UK regulator calls for greater powers against risky crypto ventures

The chair of the Financial Conduct Authority has warned investors not to take cryptocurrency advice from social media influencers such as US celebrity Kim Kardashian, who recently encouraged her 250m Instagram followers to speculate on crypto tokens. Charles Randell warned that influencers “are routinely paid by scammers to help them pump and dump new tokens” some of which turn out not to exist at all. Randell went on to raise the prospect of the FCA bringing the creation and trading of cryptocurrency tokens under its scope, adding that he hoped to see a “consistent collaborative effort” among leading regulators to take action against “businesses which choose not to bring themselves within the reach of an effective national regulator”.

London warned of risk of losing status as top financial centre

TheCityUK has called for tax and labour reforms to help London compete with Hong Kong and New York. The group also noted that the UK financial services sector was taxed considerably more than its rivals. Other proposals in its manifesto for British finance include deepening ties with Communist China arguing that finance firms should help China to develop its markets and expand its green finance and fintech industries.

Climate risks to add $183bn to property insurance costs by 2040, Swiss Re predicts

The research institute of Swiss Re has predicted that climate risks could add as much as $183bn to annual premiums for property insurance by 2040 - just over a fifth of the total rise over the period.


Channel 4 boss rails against privatisation

Channel 4's chief executive Alex Mahon has hit out at government proposals to sell the broadcaster into private hands, citing new analysis demonstrating a shift to private ownership would have a "major impact" on operations. Speaking on a webinar broadcast from Leeds, Mahon said the report showed no evidence that the “irreversible change of privatising Channel 4 would be in the interest of either British audiences or the UK's economy."


Demand for holiday let mortgages rises

A study from financial data provider Moneyfacts reveals that the number of “holiday let” mortgage deals on the market have more than doubled in a year. Moneyfacts said there were 186 holiday let mortgage deals available this month, compared with 74 in August 2020. More lenders have also entered the market, up from 14 in August last year to 25 this year. Rachel Springall, of Moneyfacts, said: "It would not be too surprising to see more growth in this market in the months to come."


Retail sales slow in August

Figures from the British Retail Consortium show retail sales continued to rise in August – up 3% compared to a month earlier – but the speed of growth slowed with shoppers directing more of their money towards leisure and travel. The BRC said that with the “precarious economic backdrop and retailers grappling with higher costs” the Government had to deliver on its promise of business rates reform or brace for more shop closures and job losses. Separate data from Barclaycard indicates household spending increased by 15.4% in the year to August.

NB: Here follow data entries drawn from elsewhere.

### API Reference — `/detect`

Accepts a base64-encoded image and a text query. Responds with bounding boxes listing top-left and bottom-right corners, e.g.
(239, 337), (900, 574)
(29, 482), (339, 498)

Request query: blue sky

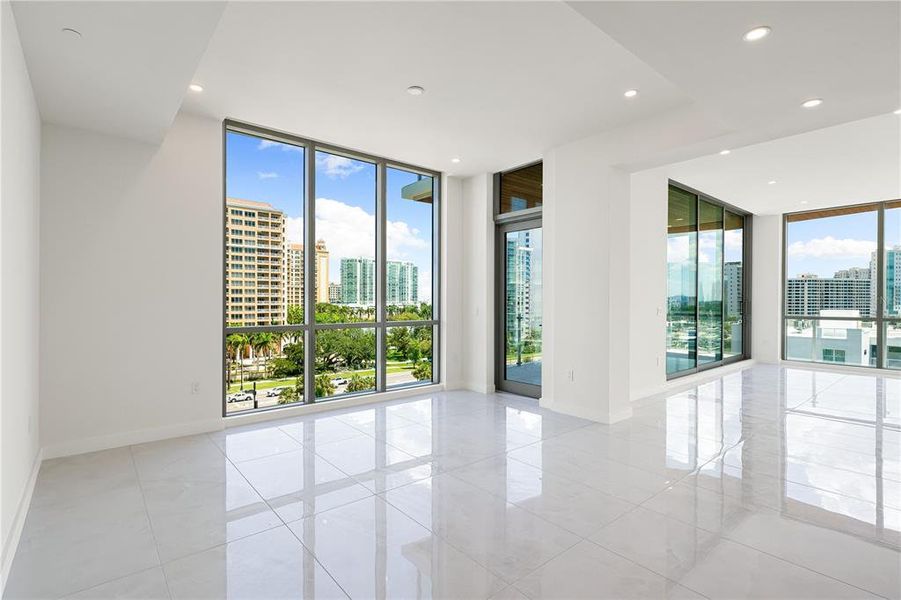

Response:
(786, 211), (877, 278)
(226, 131), (433, 299)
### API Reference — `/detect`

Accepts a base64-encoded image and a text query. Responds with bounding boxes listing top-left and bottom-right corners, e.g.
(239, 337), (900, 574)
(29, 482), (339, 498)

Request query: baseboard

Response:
(1, 448), (42, 594)
(538, 398), (632, 424)
(462, 381), (495, 394)
(41, 418), (224, 460)
(630, 359), (757, 404)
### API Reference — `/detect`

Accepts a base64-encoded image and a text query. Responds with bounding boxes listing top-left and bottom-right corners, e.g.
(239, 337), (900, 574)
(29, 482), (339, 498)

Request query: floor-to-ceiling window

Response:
(667, 182), (750, 378)
(495, 162), (542, 397)
(784, 200), (901, 369)
(224, 121), (439, 415)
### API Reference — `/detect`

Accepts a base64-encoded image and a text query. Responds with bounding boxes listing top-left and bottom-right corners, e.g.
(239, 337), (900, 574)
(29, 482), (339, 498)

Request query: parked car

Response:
(331, 377), (348, 386)
(227, 390), (254, 403)
(265, 387), (285, 397)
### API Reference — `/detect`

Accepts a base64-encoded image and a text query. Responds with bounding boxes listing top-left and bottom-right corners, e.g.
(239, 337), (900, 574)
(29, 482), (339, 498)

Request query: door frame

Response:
(495, 217), (543, 398)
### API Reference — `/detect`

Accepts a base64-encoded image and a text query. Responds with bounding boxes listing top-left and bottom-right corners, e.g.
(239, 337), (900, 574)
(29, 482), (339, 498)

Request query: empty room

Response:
(1, 1), (899, 598)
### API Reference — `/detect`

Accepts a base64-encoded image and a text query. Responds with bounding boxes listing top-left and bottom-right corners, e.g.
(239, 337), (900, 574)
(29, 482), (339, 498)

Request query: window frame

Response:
(666, 180), (753, 380)
(222, 120), (441, 417)
(782, 199), (901, 369)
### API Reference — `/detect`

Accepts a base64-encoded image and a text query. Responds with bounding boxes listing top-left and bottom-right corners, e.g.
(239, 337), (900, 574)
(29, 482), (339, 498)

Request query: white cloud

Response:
(667, 236), (690, 263)
(316, 154), (365, 179)
(725, 229), (743, 250)
(258, 139), (301, 152)
(787, 236), (876, 259)
(387, 220), (428, 260)
(257, 171), (279, 180)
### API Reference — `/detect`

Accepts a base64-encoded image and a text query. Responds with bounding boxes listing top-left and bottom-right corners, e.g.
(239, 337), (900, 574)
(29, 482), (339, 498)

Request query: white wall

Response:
(40, 113), (223, 457)
(459, 174), (494, 393)
(0, 0), (42, 584)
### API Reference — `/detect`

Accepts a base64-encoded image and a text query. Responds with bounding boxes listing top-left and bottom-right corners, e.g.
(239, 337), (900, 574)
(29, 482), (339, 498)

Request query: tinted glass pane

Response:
(315, 327), (376, 399)
(499, 163), (542, 214)
(387, 167), (433, 320)
(225, 331), (304, 414)
(225, 131), (304, 327)
(504, 227), (542, 386)
(315, 151), (376, 323)
(667, 186), (697, 374)
(698, 200), (723, 365)
(386, 326), (434, 387)
(723, 211), (744, 359)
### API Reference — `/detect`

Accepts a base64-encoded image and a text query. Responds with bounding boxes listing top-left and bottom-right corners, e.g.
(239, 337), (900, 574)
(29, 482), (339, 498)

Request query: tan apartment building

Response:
(284, 239), (331, 312)
(225, 198), (286, 326)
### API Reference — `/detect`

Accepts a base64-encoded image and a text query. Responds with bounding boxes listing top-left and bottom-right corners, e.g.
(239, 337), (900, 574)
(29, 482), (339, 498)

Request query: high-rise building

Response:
(225, 198), (286, 326)
(386, 260), (418, 306)
(880, 246), (901, 314)
(286, 240), (332, 312)
(724, 261), (742, 317)
(786, 274), (873, 317)
(835, 267), (870, 280)
(339, 258), (419, 306)
(315, 239), (330, 304)
(286, 243), (303, 310)
(329, 282), (342, 304)
(341, 258), (376, 306)
(506, 232), (534, 340)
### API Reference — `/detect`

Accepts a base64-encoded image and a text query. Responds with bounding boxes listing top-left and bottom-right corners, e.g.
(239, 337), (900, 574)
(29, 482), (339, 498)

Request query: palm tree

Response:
(250, 332), (279, 378)
(225, 333), (250, 388)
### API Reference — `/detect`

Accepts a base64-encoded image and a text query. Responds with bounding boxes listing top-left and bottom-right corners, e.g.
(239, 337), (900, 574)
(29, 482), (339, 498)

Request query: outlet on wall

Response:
(567, 369), (575, 382)
(191, 381), (200, 394)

Rate-setter plays down inflation threat

Catherine Mann, a former Citigroup chief economist and the latest recruit to the Bank of England's monetary policy committee, has insisted the world economy will avoid a 1970s-style inflation crisis despite mounting evidence of soaring prices and product shortages. Ms Mann told an Australian conference that rising oil prices were less of a threat now and firms were more reluctant to hit households with price increases, while the link between inflation and wages had diminished in recent times.